When you complete your Internet session, exit the web browser to clear the browser's cache, history, and URL lists.
In order to maintain a secure network, it is important to monitor specific user actions on the network. Monitoring specific patron use of resources is not often done in libraries. It has been important in our work to assure patron's privacy in regard to their use of materials. In the case of computer networks, however, it is necessary to strike a balance between the patron's right to privacy and the library's right to protect its resources for the use of all patrons.
Part of the library's security program is to determine what specific actions or activities should and will be monitored. The program must also determine the procedures used to monitor these activities and how violations of policy will be reported and resolved. When these decisions are made, it is then imperative to inform staff and public users how their usage will be monitored.
The library is encouraged to include a disclaimer providing details related to the monitoring of network activity on all training materials, acceptable use policies, and other public documents. (A sample statement is included on the next page; it is provided for illustrative purposes only. Be sure to have the library's legal counsel review and approve all such statements before adopting them for use.) The disclaimer works in tandem with the custom logon banner recommended in the Network Security Checklist (a sample is provided in Chapter 8 on pages 98-99) to notify patrons that not all uses of the network are anonymous or welcomed.

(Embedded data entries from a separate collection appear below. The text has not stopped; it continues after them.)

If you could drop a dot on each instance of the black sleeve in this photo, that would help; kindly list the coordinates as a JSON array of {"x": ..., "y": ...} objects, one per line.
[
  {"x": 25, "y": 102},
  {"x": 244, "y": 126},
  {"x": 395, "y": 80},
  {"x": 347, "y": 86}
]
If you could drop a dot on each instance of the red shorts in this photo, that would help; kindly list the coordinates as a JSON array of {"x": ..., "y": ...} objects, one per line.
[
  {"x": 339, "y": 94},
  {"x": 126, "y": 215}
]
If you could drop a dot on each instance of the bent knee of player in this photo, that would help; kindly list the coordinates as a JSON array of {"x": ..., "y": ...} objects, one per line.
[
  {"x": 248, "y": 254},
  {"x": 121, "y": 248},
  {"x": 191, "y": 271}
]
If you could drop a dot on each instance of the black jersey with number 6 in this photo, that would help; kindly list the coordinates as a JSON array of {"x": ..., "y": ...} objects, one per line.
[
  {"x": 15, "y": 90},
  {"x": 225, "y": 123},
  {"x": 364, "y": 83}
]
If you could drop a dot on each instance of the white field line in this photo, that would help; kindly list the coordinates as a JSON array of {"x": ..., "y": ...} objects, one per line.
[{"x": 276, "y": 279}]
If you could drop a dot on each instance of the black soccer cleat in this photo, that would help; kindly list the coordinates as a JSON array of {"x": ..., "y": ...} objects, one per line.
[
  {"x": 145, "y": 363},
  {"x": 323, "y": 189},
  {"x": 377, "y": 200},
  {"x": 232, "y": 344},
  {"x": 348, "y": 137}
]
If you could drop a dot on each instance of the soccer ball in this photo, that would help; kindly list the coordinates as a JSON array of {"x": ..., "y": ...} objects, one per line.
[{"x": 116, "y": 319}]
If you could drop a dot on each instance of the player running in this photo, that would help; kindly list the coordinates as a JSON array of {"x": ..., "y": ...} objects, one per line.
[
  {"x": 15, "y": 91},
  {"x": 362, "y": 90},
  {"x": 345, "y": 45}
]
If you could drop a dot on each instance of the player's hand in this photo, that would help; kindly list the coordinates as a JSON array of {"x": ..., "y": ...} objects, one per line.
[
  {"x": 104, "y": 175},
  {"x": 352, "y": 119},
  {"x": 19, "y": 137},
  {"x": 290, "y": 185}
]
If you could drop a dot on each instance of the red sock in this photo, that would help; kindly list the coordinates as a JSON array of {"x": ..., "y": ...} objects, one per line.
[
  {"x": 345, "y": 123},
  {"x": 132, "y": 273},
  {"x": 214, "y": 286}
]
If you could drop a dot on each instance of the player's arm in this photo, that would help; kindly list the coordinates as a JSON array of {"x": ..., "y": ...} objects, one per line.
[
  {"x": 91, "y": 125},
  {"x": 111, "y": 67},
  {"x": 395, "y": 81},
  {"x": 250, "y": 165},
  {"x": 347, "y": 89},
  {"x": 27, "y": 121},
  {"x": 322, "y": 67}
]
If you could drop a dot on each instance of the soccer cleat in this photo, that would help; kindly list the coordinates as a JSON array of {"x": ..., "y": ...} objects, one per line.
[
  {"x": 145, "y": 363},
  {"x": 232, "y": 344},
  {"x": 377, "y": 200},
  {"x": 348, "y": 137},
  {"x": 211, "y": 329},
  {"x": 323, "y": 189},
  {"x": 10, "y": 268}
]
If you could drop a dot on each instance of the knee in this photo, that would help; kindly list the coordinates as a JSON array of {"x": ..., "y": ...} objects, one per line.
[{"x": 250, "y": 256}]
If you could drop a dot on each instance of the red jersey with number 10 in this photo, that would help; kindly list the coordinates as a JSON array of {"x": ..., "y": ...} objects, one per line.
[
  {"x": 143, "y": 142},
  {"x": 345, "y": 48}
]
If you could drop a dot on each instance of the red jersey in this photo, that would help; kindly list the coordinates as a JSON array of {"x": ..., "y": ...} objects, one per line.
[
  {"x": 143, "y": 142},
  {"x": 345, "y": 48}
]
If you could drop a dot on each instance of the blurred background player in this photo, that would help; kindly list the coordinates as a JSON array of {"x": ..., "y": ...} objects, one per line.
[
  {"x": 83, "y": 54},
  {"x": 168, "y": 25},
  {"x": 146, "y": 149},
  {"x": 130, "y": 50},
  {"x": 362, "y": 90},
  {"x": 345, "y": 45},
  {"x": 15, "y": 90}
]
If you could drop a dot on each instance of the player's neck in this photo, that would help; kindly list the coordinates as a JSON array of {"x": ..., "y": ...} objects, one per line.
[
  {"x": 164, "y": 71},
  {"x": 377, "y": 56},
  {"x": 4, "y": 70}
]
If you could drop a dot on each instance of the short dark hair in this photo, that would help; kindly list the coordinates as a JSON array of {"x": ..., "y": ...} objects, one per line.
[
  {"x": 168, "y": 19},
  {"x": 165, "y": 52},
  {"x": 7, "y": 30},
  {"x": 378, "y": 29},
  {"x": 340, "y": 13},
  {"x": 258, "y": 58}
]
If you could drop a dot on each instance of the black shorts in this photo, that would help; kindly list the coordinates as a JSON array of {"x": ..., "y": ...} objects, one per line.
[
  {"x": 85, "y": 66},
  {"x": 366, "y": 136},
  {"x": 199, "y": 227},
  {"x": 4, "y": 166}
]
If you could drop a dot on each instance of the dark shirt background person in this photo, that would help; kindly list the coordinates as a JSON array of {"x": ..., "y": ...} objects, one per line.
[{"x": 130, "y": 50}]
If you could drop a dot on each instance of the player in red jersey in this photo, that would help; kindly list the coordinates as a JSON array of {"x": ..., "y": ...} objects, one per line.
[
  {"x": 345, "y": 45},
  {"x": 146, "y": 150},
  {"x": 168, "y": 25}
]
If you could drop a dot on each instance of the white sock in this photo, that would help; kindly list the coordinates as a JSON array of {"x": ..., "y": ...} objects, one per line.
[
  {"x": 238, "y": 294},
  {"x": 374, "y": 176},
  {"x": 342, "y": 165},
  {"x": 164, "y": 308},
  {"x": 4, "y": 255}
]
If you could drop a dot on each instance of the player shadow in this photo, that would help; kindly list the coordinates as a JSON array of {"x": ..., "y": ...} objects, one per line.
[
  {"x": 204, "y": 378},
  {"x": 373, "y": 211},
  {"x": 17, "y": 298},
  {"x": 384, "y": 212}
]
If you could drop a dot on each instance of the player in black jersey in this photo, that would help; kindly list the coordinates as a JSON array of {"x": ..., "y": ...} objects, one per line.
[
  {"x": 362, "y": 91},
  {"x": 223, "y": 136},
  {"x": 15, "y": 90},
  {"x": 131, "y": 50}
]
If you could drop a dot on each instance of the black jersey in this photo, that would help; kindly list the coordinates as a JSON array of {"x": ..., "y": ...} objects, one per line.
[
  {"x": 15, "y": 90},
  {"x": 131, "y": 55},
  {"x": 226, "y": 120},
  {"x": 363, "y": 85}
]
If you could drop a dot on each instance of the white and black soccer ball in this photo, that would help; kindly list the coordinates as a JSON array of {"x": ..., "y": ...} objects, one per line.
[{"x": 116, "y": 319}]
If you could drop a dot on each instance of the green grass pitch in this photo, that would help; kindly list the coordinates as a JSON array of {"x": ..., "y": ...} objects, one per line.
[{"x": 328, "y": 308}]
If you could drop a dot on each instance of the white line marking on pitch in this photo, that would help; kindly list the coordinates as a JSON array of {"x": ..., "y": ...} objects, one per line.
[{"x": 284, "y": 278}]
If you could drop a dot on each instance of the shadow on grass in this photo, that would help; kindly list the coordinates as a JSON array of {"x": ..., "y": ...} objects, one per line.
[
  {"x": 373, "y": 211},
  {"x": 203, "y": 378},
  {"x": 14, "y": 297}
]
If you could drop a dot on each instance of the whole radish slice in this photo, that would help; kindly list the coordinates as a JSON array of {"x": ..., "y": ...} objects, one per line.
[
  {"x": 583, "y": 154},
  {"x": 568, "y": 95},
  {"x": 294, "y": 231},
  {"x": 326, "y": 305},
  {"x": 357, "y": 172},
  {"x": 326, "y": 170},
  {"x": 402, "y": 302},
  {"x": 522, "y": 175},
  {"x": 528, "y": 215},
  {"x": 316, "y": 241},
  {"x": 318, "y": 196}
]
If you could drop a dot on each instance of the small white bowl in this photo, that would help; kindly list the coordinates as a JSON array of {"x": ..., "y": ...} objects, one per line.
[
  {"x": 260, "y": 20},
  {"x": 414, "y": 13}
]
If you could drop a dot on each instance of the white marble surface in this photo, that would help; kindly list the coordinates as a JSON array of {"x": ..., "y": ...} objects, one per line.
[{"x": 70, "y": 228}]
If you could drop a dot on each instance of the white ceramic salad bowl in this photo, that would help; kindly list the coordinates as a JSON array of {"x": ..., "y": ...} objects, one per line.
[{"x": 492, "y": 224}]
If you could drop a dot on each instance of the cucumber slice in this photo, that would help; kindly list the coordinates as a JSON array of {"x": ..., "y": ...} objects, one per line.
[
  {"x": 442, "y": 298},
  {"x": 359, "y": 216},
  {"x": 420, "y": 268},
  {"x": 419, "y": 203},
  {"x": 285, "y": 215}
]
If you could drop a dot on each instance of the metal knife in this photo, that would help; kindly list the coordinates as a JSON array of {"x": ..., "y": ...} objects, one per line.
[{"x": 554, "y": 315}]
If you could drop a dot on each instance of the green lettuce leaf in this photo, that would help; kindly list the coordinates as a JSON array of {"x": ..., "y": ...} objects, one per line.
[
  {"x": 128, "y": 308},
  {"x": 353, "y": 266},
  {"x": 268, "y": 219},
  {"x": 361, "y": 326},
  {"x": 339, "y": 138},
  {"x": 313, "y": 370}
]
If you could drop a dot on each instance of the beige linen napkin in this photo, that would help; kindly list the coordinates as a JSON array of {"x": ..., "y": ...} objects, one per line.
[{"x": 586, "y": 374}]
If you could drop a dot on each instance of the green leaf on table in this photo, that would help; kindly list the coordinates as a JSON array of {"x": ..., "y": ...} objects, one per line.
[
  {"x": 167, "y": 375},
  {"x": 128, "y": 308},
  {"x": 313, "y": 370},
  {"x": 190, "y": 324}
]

Use of the Library network is a privilege, not a right. All network activity is monitored for illegal and unauthorized use. While the Library keeps no permanent records of particular materials viewed by patrons, any attempts to access restricted services are noted. The Library reserves the right to refuse service to anyone engaged in illegal or unauthorized activity as specified in its Security Policy and its Acceptable Use Policy.
Specifically, the following actions are monitored:
- all attempts to access the Administrator account
- attempts to access restricted areas of the network server or local workstations
- attempts to copy unauthorized software or utilities onto a server or local workstation
- attempts to run unauthorized software or utilities stored on a server, a local workstation, or on a personal diskette
- public workstations are configured to operate without providing access to a "command line" (also called a DOS session). Patrons observed running a DOS session will be considered to be running unauthorized software.
- Other actions (as they are identified) harmful to the provision of network services to all patrons.
When confirmed by library staff, unauthorized attempts to access restricted resources, whether successful or unsuccessful, shall result in loss of privilege as indicated by policy.
There may be other activities that need to be monitored. However, given the library's need to protect its patrons' privacy in their use of resources, such activities are anywhere from difficult to impossible to monitor. These activities include, but are not limited to:
sending threatening or harassing e-mail to others,
to the President of the United States (possible)
to any prominent person (very difficult)
or any other Internet user (next to impossible)
using chat or other multi-person communication resources in an illegal way (almost impossible)
breaking into government or banking networks (difficult)
If these activities are an extreme concern, the only common, practical method for most libraries to use in restricting them is filtering software, although it is also possible to limit access through the router, firewall, or ISP's connection. For many libraries this is an untenable solution.
Like most training, staff and patrons need to be taught these guidelines and rules of conduct as soon as the network is functional. This means planning an orientation session and software training. Optimally, the training plan needs to be developed well before the network implementation.
If the network is already operational when security topics are addressed, an orientation and "re-certification" of user access is recommended.
For public users, the orientation session and software training can be combined and be presented in small groups at scheduled times.